Cuando lo recobró, sintiendo el frío de la mañana en una playa donde unos cuantos turistas ingleses borrachos se lanzaban desnudos contra las furiosas olas de la pleamar atlántica, tenía la sensación de que no le quedaban fuerzas para levantarse ni siquiera para pensar. En las angustiosas horas que pasó tendida entre la arena sin ser capaz de incorporarse le golpeaba en la cabeza como un martillazo la voz de aquel tipo con el que se había equivocado tanto la noche anterior:

¡Te voy a comer el alma a bocados!

Itxaso no regresó a su hotel. Después de conseguir incorporarse y recomponer su ropa, vagó durante horas por aquella zona de copas turística en la que tantas noches había hecho de guía para sus huéspedes. Siguió vagando perdida, sin saber bien por donde iba, adentrándose por las calles que no frecuentan los turistas de Dakar.

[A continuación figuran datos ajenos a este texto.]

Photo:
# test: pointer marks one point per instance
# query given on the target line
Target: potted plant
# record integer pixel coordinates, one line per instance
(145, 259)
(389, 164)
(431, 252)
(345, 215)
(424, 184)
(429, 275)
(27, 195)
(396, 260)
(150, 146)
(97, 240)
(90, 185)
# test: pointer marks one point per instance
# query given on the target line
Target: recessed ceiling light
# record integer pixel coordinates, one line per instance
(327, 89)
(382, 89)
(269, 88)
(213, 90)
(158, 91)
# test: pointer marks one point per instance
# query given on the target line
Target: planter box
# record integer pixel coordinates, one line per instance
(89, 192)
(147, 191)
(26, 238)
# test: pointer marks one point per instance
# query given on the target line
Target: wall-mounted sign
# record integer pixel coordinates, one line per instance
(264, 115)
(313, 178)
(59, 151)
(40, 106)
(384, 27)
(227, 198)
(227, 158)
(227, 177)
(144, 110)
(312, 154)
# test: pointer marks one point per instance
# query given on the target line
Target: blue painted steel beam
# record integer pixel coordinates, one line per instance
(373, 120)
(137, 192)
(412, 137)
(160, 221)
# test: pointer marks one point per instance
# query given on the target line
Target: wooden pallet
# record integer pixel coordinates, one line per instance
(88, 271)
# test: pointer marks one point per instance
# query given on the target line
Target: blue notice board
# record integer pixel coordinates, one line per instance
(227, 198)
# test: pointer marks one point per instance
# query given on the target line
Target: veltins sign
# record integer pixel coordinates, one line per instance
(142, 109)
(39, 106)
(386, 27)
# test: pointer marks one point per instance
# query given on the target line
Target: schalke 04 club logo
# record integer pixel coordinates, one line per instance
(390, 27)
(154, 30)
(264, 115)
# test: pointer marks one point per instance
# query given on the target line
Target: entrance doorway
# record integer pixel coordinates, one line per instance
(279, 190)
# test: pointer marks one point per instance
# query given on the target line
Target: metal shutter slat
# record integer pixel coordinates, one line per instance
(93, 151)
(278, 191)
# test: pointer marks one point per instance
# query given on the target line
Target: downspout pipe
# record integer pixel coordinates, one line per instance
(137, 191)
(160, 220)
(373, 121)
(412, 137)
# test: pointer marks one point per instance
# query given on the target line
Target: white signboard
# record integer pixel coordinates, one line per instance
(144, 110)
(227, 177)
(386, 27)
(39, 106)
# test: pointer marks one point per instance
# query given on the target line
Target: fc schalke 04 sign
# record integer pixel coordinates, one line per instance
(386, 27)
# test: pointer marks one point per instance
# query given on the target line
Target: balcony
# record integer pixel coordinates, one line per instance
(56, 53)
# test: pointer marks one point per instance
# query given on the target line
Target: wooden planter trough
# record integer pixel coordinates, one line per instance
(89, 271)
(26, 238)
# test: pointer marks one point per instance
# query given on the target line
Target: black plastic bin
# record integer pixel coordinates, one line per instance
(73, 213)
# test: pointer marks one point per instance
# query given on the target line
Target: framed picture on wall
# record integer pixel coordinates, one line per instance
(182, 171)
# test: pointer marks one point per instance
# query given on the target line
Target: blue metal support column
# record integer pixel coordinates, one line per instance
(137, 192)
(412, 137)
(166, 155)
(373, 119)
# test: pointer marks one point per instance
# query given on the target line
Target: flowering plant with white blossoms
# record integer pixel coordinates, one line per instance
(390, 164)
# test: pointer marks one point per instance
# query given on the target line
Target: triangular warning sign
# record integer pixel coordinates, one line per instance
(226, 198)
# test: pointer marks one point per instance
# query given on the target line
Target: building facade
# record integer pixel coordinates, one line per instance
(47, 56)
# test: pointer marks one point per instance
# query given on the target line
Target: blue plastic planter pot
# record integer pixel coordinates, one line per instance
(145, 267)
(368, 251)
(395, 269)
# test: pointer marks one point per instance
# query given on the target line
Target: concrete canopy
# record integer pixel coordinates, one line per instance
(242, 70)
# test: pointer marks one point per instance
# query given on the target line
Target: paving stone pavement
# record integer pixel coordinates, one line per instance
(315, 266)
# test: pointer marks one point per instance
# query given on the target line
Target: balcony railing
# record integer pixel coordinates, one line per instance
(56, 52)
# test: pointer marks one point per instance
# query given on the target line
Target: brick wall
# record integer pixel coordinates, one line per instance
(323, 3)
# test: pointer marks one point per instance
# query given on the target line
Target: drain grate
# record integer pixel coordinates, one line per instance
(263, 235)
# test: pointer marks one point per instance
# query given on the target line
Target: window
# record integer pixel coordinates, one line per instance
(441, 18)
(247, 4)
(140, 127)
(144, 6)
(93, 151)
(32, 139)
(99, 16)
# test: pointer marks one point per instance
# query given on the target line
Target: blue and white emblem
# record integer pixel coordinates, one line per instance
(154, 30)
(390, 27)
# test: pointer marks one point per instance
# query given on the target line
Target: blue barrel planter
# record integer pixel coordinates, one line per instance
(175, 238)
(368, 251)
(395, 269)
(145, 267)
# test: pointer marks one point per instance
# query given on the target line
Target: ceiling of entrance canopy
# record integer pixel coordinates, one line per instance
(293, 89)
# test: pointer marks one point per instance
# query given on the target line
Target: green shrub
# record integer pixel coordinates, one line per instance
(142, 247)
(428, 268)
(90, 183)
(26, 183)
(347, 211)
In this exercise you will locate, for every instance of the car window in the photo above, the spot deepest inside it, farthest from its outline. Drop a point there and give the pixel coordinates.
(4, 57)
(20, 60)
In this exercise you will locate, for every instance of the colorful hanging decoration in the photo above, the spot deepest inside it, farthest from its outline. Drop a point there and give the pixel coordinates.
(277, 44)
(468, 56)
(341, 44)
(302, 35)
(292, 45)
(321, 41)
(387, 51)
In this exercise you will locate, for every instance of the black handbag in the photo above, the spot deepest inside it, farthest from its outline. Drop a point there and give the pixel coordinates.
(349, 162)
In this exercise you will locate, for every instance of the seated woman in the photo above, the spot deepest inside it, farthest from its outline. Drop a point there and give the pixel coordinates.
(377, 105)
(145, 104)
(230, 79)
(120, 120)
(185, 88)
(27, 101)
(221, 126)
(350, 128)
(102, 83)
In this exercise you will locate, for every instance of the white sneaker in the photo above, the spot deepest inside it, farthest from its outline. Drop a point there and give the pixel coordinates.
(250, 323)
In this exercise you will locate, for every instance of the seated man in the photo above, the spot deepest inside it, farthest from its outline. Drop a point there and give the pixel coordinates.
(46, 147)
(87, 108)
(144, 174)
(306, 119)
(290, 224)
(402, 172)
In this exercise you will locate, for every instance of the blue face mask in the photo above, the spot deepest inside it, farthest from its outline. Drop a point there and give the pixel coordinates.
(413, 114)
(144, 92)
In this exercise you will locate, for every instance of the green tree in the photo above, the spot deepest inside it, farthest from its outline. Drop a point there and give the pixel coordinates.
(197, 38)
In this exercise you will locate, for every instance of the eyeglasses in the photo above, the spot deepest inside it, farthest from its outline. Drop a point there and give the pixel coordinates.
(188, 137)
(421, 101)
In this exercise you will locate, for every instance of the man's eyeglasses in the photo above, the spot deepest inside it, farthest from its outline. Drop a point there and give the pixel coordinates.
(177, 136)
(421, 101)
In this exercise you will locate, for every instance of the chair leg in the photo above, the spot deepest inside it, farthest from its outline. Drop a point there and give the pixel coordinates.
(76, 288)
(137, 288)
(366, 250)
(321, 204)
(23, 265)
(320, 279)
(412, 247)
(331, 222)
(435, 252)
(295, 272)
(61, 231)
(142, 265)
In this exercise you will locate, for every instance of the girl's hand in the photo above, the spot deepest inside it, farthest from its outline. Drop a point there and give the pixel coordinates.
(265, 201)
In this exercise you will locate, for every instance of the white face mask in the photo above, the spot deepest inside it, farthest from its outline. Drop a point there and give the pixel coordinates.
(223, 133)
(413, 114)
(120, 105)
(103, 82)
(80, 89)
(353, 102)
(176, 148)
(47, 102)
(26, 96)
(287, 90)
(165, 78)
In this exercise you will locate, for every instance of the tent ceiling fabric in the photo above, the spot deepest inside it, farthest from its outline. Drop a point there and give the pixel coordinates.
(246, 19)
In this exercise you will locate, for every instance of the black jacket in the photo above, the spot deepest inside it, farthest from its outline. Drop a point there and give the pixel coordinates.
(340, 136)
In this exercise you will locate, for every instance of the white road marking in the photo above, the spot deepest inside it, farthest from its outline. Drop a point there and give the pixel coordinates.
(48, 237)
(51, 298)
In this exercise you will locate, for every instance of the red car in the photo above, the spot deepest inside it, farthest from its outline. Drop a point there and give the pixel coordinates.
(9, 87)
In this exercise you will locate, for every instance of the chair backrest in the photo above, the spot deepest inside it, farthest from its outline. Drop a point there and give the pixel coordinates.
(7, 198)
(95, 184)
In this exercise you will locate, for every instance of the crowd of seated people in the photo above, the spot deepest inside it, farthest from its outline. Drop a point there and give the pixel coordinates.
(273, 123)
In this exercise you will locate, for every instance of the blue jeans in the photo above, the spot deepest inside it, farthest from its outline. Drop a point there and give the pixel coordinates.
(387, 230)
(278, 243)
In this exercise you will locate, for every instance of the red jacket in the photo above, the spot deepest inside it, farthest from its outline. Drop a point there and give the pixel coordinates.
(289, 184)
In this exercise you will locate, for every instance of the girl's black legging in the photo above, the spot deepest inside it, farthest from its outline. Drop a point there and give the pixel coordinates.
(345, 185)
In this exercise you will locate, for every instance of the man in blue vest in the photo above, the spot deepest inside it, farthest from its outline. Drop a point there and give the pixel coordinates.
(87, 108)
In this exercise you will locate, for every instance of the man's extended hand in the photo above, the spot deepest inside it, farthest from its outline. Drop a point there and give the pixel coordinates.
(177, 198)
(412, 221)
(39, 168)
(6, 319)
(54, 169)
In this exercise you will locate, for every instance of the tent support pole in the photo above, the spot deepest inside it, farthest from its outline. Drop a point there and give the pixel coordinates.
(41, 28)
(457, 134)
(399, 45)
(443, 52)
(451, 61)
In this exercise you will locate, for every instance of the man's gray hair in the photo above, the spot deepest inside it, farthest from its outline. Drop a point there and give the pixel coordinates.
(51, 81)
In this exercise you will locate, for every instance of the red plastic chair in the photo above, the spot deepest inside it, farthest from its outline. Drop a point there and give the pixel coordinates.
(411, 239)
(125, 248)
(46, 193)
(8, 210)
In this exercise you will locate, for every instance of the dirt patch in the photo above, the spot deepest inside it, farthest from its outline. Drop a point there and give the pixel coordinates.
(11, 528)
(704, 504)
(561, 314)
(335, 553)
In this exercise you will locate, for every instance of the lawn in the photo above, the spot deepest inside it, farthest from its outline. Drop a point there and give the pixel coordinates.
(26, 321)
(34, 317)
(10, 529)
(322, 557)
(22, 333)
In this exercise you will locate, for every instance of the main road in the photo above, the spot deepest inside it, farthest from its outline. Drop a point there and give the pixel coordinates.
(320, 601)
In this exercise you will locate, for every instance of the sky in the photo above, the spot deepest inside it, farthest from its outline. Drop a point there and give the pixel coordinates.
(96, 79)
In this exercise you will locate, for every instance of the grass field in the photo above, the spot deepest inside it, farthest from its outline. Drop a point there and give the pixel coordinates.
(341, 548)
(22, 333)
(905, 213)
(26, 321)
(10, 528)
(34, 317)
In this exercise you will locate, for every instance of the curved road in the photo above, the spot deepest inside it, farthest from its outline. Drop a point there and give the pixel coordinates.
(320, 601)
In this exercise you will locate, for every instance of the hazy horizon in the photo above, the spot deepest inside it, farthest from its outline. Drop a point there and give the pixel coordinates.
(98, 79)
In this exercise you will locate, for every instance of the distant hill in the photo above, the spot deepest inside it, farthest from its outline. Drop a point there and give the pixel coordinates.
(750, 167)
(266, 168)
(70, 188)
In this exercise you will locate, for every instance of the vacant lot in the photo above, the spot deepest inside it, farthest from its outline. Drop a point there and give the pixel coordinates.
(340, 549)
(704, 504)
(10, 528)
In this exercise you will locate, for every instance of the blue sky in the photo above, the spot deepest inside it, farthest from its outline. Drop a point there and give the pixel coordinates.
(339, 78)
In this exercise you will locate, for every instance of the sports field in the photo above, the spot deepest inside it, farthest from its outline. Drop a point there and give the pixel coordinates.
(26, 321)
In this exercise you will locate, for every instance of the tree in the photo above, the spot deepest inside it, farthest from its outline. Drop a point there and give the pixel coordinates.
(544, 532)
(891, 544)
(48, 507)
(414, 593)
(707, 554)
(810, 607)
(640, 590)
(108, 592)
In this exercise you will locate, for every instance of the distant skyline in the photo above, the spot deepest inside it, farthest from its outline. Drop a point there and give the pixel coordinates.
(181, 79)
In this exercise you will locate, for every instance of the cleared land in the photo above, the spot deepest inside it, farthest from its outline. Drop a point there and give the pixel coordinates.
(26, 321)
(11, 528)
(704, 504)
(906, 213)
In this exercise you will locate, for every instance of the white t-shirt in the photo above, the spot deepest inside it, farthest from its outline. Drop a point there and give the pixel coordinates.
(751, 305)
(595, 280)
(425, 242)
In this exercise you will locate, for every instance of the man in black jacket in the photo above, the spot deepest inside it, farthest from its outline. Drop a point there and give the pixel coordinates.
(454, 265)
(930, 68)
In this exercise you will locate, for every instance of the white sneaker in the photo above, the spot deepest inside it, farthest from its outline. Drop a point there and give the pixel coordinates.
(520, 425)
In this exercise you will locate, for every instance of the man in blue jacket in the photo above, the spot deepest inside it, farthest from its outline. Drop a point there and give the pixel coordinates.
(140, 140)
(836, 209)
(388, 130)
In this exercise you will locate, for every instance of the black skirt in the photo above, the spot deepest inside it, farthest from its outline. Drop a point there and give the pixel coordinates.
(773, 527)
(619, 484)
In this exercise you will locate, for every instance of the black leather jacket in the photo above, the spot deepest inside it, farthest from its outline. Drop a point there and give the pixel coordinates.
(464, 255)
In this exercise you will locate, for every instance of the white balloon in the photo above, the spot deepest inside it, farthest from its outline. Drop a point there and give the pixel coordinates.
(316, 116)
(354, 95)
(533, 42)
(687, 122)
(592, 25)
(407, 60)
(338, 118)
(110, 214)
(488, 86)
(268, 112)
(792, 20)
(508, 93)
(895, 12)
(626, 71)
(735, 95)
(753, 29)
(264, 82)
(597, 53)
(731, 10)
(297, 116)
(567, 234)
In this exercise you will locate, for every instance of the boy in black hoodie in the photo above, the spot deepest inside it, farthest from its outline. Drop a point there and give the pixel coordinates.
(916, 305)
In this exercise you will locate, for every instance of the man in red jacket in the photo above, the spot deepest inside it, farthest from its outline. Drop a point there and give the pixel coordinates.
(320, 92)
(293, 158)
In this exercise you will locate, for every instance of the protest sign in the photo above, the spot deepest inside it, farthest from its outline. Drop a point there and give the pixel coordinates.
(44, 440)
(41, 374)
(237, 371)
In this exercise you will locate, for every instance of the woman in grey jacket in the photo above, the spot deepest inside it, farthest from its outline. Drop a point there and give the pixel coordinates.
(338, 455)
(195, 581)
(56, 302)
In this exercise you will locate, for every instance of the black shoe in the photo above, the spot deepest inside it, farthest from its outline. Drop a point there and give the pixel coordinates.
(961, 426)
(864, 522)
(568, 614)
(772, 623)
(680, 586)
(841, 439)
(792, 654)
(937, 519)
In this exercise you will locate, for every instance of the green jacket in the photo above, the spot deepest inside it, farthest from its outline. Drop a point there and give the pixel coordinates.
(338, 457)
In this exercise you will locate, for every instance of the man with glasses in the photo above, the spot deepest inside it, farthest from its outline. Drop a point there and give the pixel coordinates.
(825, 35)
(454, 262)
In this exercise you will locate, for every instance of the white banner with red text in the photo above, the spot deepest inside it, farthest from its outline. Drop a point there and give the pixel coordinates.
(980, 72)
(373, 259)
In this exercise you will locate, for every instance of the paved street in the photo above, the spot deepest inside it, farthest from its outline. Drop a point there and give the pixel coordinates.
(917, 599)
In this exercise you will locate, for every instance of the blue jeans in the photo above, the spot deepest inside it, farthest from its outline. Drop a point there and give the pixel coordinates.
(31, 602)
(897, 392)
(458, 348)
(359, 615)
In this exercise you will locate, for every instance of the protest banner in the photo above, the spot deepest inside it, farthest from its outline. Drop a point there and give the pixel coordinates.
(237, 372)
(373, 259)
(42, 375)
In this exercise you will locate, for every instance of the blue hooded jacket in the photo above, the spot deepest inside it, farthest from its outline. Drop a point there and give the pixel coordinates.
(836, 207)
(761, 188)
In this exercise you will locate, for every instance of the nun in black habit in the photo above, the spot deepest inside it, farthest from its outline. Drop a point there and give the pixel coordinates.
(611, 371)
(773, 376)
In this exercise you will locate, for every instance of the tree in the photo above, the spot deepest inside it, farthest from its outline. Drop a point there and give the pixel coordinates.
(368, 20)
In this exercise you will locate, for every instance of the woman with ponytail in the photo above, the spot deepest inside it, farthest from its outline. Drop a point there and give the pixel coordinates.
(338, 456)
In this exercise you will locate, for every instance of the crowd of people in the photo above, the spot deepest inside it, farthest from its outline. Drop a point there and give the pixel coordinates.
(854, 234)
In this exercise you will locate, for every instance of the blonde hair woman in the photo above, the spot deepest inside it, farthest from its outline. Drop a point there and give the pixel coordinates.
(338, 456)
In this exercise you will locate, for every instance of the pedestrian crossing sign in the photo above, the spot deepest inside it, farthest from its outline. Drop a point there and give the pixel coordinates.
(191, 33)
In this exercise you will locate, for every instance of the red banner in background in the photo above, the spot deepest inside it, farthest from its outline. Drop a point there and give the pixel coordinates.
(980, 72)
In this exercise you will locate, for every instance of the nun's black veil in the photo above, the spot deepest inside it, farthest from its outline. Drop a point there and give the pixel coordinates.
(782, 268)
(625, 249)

Mi amiga A. la había encontrado en la antesala del aeropuerto de Dakar pidiéndoles unas monedas a los turistas europeos que descendían de sus taxis para entrar en la terminal. A mi amiga la había conmovido aquella mujer, sucia, envuelta en lo que había sido un vestido corto de seda y entonces no era n más que cuatro harapos deshilachados, con el cabello rojizo y enmarañado ocultándole la mirada. La invitó a comer y beber algo caliente en la cafetería del aeropuerto y se ofreció a ayudarla comprándole un billete para que pudiera volver a su país. Itxaso aceptó la invitación en la cafetería y rehusó no ya el billete de vuelta a Europa, sinó la sóla posibilidad de volver. Mientras devoraba -mi amiga, recuerda con una compasión, no exenta de veracidad: “como un animal muerto de hambre”- un plato de pasta y se bebía por el gollete de la botella tres cervezas, le iba contando su historia y el final de ella, que eran unos puntos suspensivos, escalofriantes, en los que intentaba explicar su negativa a abandonar la pesadilla en la que se encontraba sumida y la aceptación inexplicable de aquel destino sin ninguna salida: “No es fácil de entender y no todo el mundo puede entenderlo. La vida no siempre es comprensible. ¿Entenderías tú algo si yo te digo que a mi me arrancaron el alma a bocados?”.